IC50 of unconjugated polymyxin B × 100 IC50 of polymyxin B conjugate / dex rano
The carbocyanine dye test is an in vitro biochemical assay used to measure the endotoxin properties of polymyxin B and the conjugates of the present invention. This assay is modified from previous reports (Oga and Kanoh, Microbiol, Immunol, 28 [1984] 1313-1323, Zey and Jackson, Applied Microbiol, 26. [1973] 129-133), and optimized for use in plates. of microtitration. In this assay, the unconjugated conjugate or PMB (positive control) competes with the carbocyanin dye (a small cationic compound that changes in spectrophotometric absorbency when bound to endotoxin) by the endotoxin. The preparation of reagents for the carbocyanin dye test is as follows: 1) a solution of 0.15 M sodium acetate and 0.15 M acetic acid solution is prepared. The two are combined
(40.2 milliliters of 0.15 M sodium acetate and 159.8 milliliters of 0.15 M acetic acid) to make a 0.03 M acetate buffer; 2) 8.0 milligrams of carbocyanine dye are dissolved in 12.5 milliliters of ethyl alcohol. This is diluted with 37.5 milliliters of acetate buffer. This is the final dye solution at 160 micrograms / milliliter in 25 percent ethanol. It is kept on ice, in the dark, and mixed for at least 30 minutes; 3) serial dilutions of PMB or of each conjugate are prepared in a 40 mM phosphate buffer (pH = 7.4). Each dilution is 6 times greater than its final test concentration; 4) After sonification, 0.111: B of E. coli endotoxin is diluted to 0.5 milligrams / milliliter of 0.9 percent serum of a concentration of a pre-prepared frozen supply of 1.0 milligram / milliliter of 0.9 percent serum . Plates are placed, and the test is carried out as follows, with the addition of samples or regulator to the microtiter cavities first: a) control: 100 microliters of serum and 50 microliters of 40 mM phosphate buffer (pH = 7.4) in triplicate; b) positive control: 100 microliters of endotoxin and 50 microliters of 40 mM phosphate buffer (pH = 7.4) in triplicate; c) samples of PMB: 100 microliters of endotoxin and 50 microliters of samples of PMB, in triplicate; d) Negative controls: 100 microliters of serum and 50 microliters of conjugate samples, in triplicate; e) experimental: 100 microliters of endotoxin and 50 microliters of conjugate samples, in triplicate. The plates are centrifuged for several minutes. 150 microliters of dye are added to each cavity, and the plate is wrapped in foil and kept on ice and in the dark for 60 minutes. The cavities are mixed with a multi-channel pipette, and read immediately at 450 nanometers in a microtiter plate reader. Reed-Muench calculations are performed for the estimation of the IC50. The invention is illustrated by the following non-limiting examples. The temperatures are in degrees Celsius.
Example 1
A) Oxidation of dextran A 5-liter four-necked round bottom flask is charged with 2.31 liters of water for injection and 150 grams of dextran. The mixture is stirred at 21 ° C to 24 ° C, at about 140 rpm, to effect dissolution. A solution of 3.9 grams of sodium periodate in 60 milliliters of water for injection is added (moderate exotherm, approximately Io C). The addition funnel is rinsed with 30 milliliters of water for injection. The resulting mixture is stored at 21 ° C-24 ° C for 1 hour. The solution is vacuum filtered through a 90 millimeter Corning cellulose acetate membrane filter of 0.22 microns, and heated to 30 ° C-32 ° C, and maintained at that temperature.

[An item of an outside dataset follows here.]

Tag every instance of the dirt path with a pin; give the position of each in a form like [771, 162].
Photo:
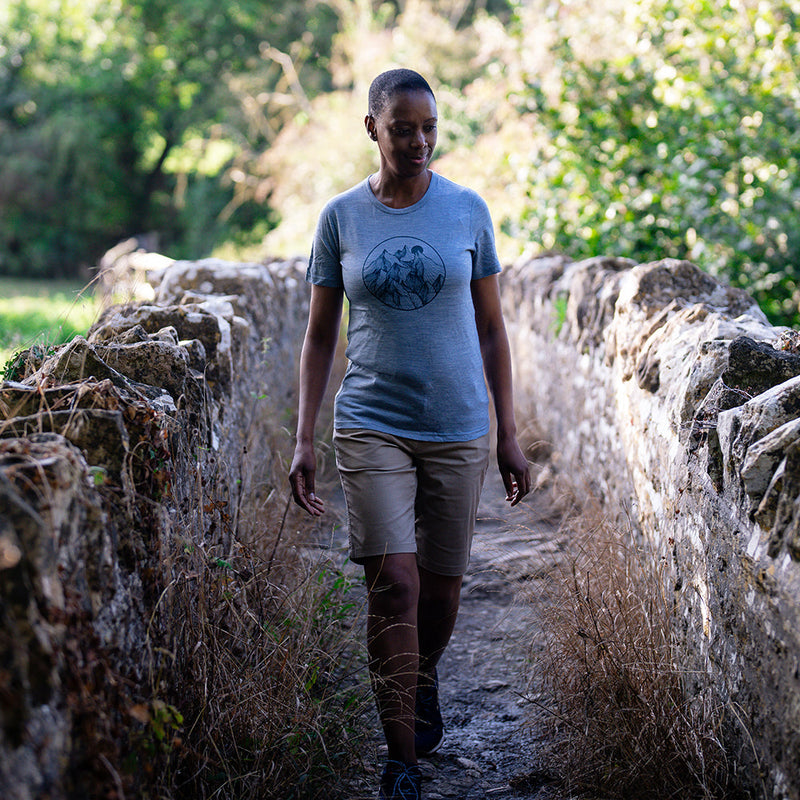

B) Preparation of polymyxin B sulphate solution / borate regulator This preparation is started 45 minutes before the oxidation of dextran, filtration, and heating of A) above is finished. A four-neck round bottom flask, of 12 liters, is charged with 3.00 liters of borate regulator at a pH of 9.7, and regulator temperature is adjusted to 32 ° C. Next, 45 grams of polymyxin B sulfate are added, and the resulting suspension is stirred at 32 ° C for 45 minutes. The pH of the mixture is measured (initially 9.4) and adjusted to a pH of 9.7 at 32 ° C by the addition of 30 milliliters of 5N NaOH. The borate regulator is prepared as follows: a 5-liter four-necked round bottom flask, heat treated, is charged with 114.3 grams of sodium tetraborate decahydrate and 2,906 liters (2.90 kilograms) of water for injection. The solution is heated to 32 ° C, and the pH is adjusted to 9.7 (initially 9.3) by the addition of 37 milliliters of 5N NaOH. The solution is vacuum filtered through a 90 millimeter Corning cellulose acetate sterile membrane filter and stored.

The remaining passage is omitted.